Similarly, at the end of World War II, both East and West Germany lay in ruins. But in 1948 (see German economic miracle), West Germany slashed tax rates and ended price controls, moving from a fascist economy (see fascism) to a relatively free economy. East Germany, by contrast, adopted communism and did not abandon it until 1991. The results are just as stunning as in the case of the two Koreas. In 1991, East Germany’s GDP (in 1990 dollars) was $86 billion, up from $51.4 billion in 1950 (also in 1990 dollars). This implies an average annual growth rate of 1.3 percent. For the same reasons as in the case of North Korea, this also is likely an overstatement. In 1991, West Germany’s GDP (in 1990 dollars) was $1.24 trillion, making it the third-largest economy in the world, up from $214 billion in 1950 (also in 1990 dollars). This implies an average annual growth rate of 4.4 percent, more than three times that of East Germany.

To see the Korea story in one picture, take a look at North and South Korea at night.

Back to Milei: he gave the WEF a message that it badly needed to hear. I would have loved to see a camera pan over the audience as he made his pitch. Unfortunately, the camera aimed at him the whole time.

“Do not be intimidated”

Milei slipped into Mrs. Johnson mode (she was the outspoken woman in the Harper Valley song) in two ways. First, he denounced social justice, arguing that it’s not just. He stated that social justice is “an intrinsically unfair idea because it’s violent. It’s unjust because the state is financed through tax and taxes are collected coercively. Or can any one of us say that we voluntarily pay taxes? This means that the state is financed through coercion and that the higher the tax burden, the higher the coercion and the lower the freedom.”

Second, he defended business people who are trying to make a profit. Klaus Schwab, in a talk on the WEF site, took great pride in having introduced the term “stakeholders” in 1970. The term, he noted, refers to people who have an interest in a business’s behavior and future but don’t actually own any of it. Milei stated clearly the case for corporations to stick to their business and work for their owners. Along the way, he took a swing at those who want corporations to give in to “stakeholders.” It was like Adam Smith in The Wealth of Nations, with a little Ayn Rand thrown in. The whole section is worth reading or listening to. Here’s my favorite section:

Therefore, in conclusion, I would like to leave a message for all business people here and those who are not here in person but are following from around the world.

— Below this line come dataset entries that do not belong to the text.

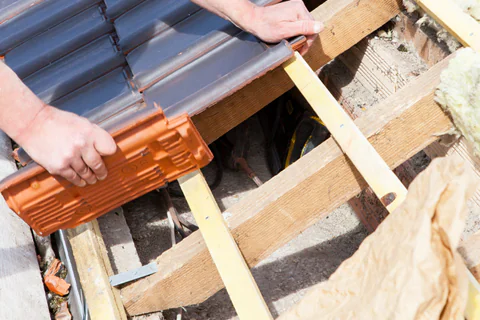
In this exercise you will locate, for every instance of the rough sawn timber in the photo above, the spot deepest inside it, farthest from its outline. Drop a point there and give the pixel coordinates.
(295, 199)
(346, 23)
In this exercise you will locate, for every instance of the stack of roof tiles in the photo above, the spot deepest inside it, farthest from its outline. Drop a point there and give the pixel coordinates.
(113, 61)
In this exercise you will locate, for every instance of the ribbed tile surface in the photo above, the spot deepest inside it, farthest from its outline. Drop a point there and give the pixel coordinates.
(114, 8)
(37, 19)
(101, 98)
(176, 47)
(215, 75)
(74, 70)
(149, 19)
(58, 41)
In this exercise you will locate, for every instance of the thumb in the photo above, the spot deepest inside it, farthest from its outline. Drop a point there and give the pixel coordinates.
(104, 143)
(305, 27)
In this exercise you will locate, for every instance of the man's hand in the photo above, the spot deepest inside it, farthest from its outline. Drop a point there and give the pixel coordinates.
(282, 21)
(272, 23)
(67, 145)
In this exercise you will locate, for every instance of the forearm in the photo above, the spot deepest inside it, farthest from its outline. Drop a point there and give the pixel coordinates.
(18, 104)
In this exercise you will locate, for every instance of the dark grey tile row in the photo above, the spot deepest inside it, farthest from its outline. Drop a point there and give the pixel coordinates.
(12, 8)
(58, 41)
(150, 18)
(101, 98)
(115, 8)
(216, 75)
(40, 17)
(75, 70)
(178, 46)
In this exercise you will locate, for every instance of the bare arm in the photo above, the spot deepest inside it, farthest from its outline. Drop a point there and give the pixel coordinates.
(272, 23)
(62, 142)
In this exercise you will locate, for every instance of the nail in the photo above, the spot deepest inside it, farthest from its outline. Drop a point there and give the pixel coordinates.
(318, 27)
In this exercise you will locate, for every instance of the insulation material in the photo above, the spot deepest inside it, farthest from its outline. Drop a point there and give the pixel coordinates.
(409, 268)
(459, 94)
(471, 7)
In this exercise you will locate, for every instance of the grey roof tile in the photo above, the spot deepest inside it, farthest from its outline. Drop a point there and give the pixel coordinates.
(11, 8)
(114, 8)
(215, 75)
(58, 41)
(37, 19)
(101, 98)
(149, 19)
(176, 47)
(75, 70)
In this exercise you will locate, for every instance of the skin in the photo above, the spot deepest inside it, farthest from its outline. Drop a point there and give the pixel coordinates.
(70, 146)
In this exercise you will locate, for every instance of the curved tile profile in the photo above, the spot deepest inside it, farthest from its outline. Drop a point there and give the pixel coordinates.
(114, 8)
(149, 19)
(194, 60)
(12, 8)
(102, 98)
(58, 41)
(150, 153)
(216, 75)
(37, 19)
(74, 70)
(178, 46)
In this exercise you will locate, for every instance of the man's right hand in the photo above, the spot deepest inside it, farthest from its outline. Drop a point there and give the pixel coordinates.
(67, 145)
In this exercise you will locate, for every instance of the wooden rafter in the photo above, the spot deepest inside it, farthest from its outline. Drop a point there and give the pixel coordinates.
(283, 207)
(346, 23)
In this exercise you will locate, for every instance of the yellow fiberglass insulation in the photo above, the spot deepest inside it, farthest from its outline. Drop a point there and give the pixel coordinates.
(459, 94)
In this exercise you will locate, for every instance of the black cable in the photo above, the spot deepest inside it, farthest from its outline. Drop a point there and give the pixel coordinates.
(174, 189)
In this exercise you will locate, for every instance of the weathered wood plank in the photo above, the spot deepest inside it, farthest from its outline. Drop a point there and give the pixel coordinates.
(94, 269)
(346, 23)
(234, 271)
(295, 199)
(21, 289)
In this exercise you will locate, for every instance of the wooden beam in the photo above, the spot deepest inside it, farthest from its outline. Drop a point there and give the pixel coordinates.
(458, 23)
(295, 199)
(346, 23)
(21, 289)
(228, 259)
(368, 162)
(94, 269)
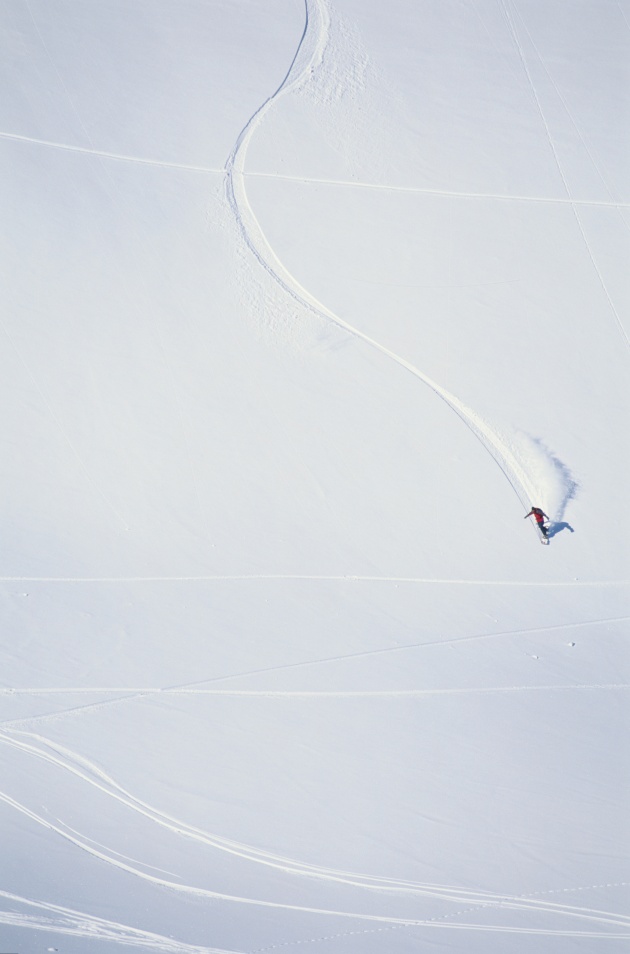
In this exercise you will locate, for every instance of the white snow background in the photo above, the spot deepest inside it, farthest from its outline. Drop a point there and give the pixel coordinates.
(304, 305)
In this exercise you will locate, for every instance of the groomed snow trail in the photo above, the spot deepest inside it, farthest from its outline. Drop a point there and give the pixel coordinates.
(307, 60)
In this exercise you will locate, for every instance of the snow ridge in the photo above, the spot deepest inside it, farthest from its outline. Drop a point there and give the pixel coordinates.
(308, 57)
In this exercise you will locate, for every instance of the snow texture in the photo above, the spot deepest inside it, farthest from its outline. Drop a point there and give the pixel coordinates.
(307, 303)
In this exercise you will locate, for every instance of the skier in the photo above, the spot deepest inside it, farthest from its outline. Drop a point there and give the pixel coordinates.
(540, 516)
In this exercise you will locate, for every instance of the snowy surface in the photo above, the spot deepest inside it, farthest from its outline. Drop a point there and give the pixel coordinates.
(305, 305)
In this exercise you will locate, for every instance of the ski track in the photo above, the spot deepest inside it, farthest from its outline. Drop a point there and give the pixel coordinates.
(310, 180)
(308, 58)
(71, 762)
(133, 693)
(310, 577)
(139, 691)
(70, 922)
(507, 10)
(74, 923)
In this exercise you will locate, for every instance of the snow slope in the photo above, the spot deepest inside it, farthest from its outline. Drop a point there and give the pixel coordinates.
(305, 305)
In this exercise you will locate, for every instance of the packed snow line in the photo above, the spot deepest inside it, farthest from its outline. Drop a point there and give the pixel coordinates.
(64, 758)
(448, 193)
(103, 154)
(507, 11)
(298, 577)
(502, 901)
(308, 57)
(74, 923)
(303, 693)
(307, 180)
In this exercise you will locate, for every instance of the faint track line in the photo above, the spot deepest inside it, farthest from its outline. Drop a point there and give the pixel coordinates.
(506, 5)
(65, 759)
(104, 154)
(315, 36)
(451, 194)
(306, 577)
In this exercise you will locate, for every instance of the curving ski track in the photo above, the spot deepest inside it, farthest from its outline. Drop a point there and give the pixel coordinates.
(308, 57)
(68, 761)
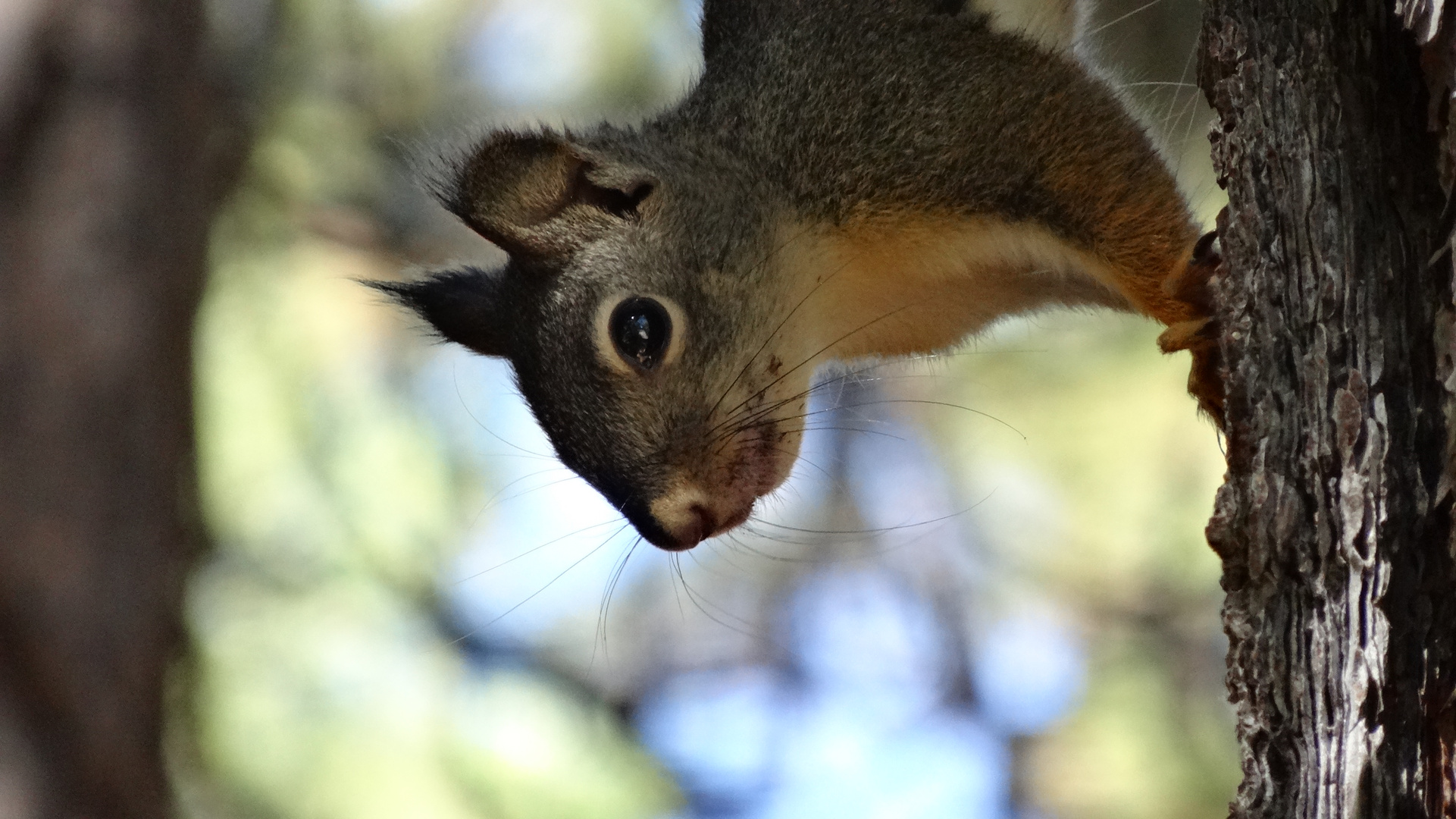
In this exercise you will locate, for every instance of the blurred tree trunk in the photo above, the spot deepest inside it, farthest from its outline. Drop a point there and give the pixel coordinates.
(1334, 522)
(112, 162)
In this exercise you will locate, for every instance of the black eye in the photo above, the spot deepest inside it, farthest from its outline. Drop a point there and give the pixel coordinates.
(641, 330)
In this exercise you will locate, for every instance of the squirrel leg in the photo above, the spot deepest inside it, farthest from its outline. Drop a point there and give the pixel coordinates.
(1198, 333)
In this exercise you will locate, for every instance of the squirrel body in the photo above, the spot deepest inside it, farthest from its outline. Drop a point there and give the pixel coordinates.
(847, 178)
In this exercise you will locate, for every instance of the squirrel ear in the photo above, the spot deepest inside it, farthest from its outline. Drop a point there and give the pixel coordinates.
(462, 305)
(536, 196)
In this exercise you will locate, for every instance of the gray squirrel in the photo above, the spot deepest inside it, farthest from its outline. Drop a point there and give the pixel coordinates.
(847, 178)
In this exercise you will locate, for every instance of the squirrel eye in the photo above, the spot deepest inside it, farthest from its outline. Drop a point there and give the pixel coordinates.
(641, 330)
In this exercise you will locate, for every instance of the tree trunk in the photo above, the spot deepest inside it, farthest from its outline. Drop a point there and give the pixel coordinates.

Do not be intimidated by the political caste or by parasites who live off the state. Do not surrender to a political class that only wants to stay in power and retain its privileges. You are social benefactors. You are heroes. You are the creators of the most extraordinary period of prosperity we’ve ever seen.

Let no one tell you that your ambition is immoral. If you make money, it’s because you offer a better product at a better price, thereby contributing to general wellbeing.

Do not surrender to the advance of the state. The state is not the solution. The state is the problem itself. You are the true protagonists of this story and rest assured that as from today, Argentina is your staunch and unconditional ally.

That shout out to businesspeople might have been one of the most important parts of his speech. People who run corporations are often targeted for not being good corporate citizens, which seems to mean, in practice, not doing what the targeters want. It’s possible that business people around the world who listened to Milei’s speech felt some moral support.

I do have one main critique of Milei’s speech. He stated, “There are no market failures.” Unfortunately, there are. That does not mean that the government will do better. But there are market failures. I challenge anyone to tell me how lead would have been taken out of gasoline in a purely free market.

Nevertheless, Javier did a great job of presenting his pro-freedom message at a forum that often dishes out anti-freedom ones. As Milei says at the end of his talks, “Long live freedom, dammit.”